Petani yang menguasai tanah disebut Sikep (mereka inilah yang memeluk dan menanggung beban tanah kepada para priayi). Para petani sikep ini mempunyai numpang (tanggungan) dan bujang (belum menikah) yang merupakan lapisan terendah.

Sikep memperoleh tanah dari para raja atau melalui priayi. Para sikep ini yang mempunyai kewajiban pajak dan kerja bakti kepada para priayi (cacah). Jika Negara membutuhkan pajak baru dan kewajiban-kewajiban yang lebih luas, maka akan dibentuk Sikep baru. Tanah-yang diperoleh sikep ini disebut tanah pusaka karena mereka dapat mewariskan kepada ahli warisnya. Sementara, para sikep juga dapat meluaskan tanah mereka dengan menggunakan numpang mereka untuk meluaskan tanah (tanah yasa).

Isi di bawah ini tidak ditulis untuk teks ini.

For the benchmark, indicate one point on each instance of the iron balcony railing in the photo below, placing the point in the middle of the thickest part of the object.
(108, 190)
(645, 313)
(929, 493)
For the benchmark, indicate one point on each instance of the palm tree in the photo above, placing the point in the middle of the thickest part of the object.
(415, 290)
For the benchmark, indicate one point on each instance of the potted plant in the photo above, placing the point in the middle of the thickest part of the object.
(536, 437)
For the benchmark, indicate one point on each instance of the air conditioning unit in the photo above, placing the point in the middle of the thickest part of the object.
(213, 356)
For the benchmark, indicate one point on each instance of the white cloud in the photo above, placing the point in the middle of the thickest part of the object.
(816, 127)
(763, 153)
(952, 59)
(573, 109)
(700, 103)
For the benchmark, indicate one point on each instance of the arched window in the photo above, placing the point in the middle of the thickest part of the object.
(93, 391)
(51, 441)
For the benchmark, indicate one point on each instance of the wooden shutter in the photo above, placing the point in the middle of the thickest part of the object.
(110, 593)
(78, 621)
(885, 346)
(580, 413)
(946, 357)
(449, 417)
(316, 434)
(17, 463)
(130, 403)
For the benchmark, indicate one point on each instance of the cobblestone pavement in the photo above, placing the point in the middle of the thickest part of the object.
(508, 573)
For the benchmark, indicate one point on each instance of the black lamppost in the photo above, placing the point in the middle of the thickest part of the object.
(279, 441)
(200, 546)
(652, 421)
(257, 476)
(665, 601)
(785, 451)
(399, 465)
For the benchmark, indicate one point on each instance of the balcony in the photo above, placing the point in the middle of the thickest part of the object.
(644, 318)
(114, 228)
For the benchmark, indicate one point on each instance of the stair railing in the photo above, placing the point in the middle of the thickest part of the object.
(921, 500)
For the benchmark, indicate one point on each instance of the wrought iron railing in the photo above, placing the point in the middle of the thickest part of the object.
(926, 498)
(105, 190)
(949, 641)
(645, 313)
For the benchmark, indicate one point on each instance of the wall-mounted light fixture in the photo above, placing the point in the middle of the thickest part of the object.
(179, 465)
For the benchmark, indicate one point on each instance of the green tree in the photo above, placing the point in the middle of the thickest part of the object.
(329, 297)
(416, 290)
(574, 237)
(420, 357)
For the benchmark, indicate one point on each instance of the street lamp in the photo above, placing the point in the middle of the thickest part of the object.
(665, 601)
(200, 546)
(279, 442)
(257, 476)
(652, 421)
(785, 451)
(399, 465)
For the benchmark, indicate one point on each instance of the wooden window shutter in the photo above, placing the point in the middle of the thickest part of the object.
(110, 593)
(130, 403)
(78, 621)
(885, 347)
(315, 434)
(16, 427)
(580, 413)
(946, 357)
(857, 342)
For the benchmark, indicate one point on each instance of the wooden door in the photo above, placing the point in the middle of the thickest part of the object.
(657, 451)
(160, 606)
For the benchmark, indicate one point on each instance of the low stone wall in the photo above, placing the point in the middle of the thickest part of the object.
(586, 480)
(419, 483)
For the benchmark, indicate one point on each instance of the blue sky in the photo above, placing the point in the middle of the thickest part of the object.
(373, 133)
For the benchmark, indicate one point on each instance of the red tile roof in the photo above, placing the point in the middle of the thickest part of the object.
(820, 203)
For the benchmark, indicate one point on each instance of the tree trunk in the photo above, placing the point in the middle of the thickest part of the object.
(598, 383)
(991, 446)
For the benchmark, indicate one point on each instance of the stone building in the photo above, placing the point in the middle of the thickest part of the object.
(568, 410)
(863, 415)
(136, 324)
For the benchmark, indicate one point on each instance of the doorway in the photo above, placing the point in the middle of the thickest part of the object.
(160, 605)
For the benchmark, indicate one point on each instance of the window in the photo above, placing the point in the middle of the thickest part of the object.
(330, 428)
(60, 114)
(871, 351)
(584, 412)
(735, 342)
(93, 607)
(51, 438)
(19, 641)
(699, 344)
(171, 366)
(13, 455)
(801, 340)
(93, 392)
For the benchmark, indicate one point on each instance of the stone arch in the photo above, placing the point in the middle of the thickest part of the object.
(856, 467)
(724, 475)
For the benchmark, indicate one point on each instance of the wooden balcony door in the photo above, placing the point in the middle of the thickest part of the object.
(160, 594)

Para numpang juga mempunyai hak menguasahakan tanah-tanah persekutuan (tanah lanyah) secara beegantian dan tidak boleh memilikinya. Fungsi utama pembagian secara bergilir ini adalah untuk menjaga para numpang tetap menetap di wilayah tersebut.

Hubungan Kerajaan dan Sikep
Telah diuraikan bahwa hanya sikeplah yang mempuyai kewajiban membayar pajak kepada priayi dan kerajaan. Jika Negara membutuhkan berbagai pajak yang luas dan banyak maka akan dibentuk sikep baru. Proses membentuk sikep baru dengan cara memecah tanah sikep lama disebut pancasan.

Jika hubungan raja dan priayi adalah hubungan kawula-gusti (patron client). Maka proses ini akan berulang antara hubungan priyayi dan sikep di lapisan dua, dan sikep kepada numpang dilapisan terendah.

Namun hubungan patron client pada lapisan dua dibuat “rapuh” karena Raja selalu akan mengatur supaya di dalam wilayah lungguhnya, para sikep hidup terpisah-pisah tempat tinggalnya.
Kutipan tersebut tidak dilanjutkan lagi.